Re: [PATCH v7 12/12] iommu: Improve iopf_queue_flush_dev()

public inbox for linux-kernel@vger.kernel.org
 help / color / mirror / Atom feed

From: Jason Gunthorpe <jgg@ziepe.ca>
To: Lu Baolu <baolu.lu@linux.intel.com>
Cc: Joerg Roedel <joro@8bytes.org>, Will Deacon <will@kernel.org>,
	Robin Murphy <robin.murphy@arm.com>,
	Kevin Tian <kevin.tian@intel.com>,
	Jean-Philippe Brucker <jean-philippe@linaro.org>,
	Nicolin Chen <nicolinc@nvidia.com>, Yi Liu <yi.l.liu@intel.com>,
	Jacob Pan <jacob.jun.pan@linux.intel.com>,
	Yan Zhao <yan.y.zhao@intel.com>,
	iommu@lists.linux.dev, kvm@vger.kernel.org,
	linux-kernel@vger.kernel.org
Subject: Re: [PATCH v7 12/12] iommu: Improve iopf_queue_flush_dev()
Date: Fri, 1 Dec 2023 16:35:36 -0400	[thread overview]
Message-ID: <20231201203536.GG1489931@ziepe.ca> (raw)
In-Reply-To: <20231115030226.16700-13-baolu.lu@linux.intel.com>

On Wed, Nov 15, 2023 at 11:02:26AM +0800, Lu Baolu wrote:
> The iopf_queue_flush_dev() is called by the iommu driver before releasing
> a PASID. It ensures that all pending faults for this PASID have been
> handled or cancelled, and won't hit the address space that reuses this
> PASID. The driver must make sure that no new fault is added to the queue.

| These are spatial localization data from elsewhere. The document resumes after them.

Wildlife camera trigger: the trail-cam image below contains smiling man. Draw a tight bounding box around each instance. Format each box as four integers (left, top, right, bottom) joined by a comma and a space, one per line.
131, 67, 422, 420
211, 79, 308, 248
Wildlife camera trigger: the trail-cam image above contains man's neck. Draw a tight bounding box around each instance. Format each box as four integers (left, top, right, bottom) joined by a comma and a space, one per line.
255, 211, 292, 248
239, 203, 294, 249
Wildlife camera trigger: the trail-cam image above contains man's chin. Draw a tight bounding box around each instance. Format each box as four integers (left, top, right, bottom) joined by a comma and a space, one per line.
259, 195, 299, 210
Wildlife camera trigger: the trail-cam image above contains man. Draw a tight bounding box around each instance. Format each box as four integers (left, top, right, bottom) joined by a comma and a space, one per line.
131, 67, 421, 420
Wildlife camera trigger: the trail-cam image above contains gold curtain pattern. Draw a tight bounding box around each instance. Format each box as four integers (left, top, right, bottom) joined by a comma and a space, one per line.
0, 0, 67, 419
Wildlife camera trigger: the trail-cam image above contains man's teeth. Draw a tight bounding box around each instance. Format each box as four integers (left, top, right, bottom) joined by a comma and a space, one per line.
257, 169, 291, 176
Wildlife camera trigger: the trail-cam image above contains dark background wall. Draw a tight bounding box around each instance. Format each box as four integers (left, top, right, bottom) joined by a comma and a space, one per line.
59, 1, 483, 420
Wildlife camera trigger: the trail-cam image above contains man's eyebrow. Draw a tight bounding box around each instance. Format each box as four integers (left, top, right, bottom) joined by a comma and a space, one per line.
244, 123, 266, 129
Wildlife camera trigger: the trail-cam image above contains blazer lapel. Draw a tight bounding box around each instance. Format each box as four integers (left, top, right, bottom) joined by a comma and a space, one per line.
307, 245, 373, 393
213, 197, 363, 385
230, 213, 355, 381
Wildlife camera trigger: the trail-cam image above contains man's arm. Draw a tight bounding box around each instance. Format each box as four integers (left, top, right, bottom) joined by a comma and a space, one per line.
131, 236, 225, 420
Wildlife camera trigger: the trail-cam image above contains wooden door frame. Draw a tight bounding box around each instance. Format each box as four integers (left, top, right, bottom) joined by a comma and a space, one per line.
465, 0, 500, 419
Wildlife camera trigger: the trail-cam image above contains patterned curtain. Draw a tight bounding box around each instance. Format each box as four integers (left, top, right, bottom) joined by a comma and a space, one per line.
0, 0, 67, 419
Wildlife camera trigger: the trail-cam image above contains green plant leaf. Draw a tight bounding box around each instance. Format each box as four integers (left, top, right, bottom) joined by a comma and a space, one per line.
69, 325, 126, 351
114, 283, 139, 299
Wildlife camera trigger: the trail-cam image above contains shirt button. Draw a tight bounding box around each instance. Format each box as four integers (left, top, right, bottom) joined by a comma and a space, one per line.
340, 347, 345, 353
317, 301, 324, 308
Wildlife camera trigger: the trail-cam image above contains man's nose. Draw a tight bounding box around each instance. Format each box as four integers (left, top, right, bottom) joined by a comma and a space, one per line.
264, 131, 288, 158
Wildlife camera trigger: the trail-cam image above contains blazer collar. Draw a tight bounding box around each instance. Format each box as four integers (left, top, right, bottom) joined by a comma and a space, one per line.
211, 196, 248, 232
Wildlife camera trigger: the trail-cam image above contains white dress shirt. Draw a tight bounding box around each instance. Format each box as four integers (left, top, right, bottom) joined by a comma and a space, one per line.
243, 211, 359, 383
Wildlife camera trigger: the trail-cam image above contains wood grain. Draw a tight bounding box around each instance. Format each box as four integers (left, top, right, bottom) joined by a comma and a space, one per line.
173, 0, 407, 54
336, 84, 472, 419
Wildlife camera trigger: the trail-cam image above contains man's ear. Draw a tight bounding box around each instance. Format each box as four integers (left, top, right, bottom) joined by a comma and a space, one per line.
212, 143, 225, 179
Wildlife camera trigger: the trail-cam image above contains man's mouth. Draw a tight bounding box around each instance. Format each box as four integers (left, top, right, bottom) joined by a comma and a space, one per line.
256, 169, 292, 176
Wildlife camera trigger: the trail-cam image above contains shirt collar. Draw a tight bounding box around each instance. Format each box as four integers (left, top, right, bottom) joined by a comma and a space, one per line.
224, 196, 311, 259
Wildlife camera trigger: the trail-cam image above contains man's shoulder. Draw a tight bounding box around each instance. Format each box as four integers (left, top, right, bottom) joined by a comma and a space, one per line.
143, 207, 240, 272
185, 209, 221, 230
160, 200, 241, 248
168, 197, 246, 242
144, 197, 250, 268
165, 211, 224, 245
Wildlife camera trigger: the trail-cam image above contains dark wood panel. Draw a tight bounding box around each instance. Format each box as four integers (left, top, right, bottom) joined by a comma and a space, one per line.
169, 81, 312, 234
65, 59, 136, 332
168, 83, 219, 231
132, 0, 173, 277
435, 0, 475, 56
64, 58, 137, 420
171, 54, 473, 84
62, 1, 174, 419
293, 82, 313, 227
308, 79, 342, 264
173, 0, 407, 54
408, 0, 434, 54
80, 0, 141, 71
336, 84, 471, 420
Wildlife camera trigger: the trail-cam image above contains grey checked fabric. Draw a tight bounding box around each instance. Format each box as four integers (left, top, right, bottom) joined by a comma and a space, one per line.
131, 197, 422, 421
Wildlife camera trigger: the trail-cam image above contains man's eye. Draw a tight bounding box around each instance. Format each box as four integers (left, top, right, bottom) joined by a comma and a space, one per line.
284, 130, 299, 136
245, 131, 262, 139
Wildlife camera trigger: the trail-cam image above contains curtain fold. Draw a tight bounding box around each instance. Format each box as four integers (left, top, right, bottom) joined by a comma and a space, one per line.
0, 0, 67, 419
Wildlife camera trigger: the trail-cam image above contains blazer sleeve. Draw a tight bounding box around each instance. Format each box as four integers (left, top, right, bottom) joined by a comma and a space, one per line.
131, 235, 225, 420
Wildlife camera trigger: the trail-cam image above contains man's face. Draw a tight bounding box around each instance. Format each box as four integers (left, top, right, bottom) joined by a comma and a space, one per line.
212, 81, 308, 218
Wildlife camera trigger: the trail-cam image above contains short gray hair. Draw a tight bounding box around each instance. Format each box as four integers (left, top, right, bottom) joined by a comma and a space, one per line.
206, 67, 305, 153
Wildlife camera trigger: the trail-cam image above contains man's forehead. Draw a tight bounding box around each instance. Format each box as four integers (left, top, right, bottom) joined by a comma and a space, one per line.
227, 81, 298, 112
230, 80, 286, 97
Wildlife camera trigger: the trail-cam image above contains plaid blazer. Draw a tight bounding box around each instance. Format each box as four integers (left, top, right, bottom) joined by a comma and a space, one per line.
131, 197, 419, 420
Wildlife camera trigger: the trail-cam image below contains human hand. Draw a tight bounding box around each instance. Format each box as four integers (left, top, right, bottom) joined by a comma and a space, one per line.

This needs more explanation, why should anyone care?

More importantly, why is *discarding* the right thing to do?
Especially why would we discard a partial page request group?

After we change a translation we may have PRI requests in a
queue. They need to be acknowledged, not discarded. The DMA in the
device should be restarted and the device should observe the new
translation - if it is blocking then it should take a DMA error.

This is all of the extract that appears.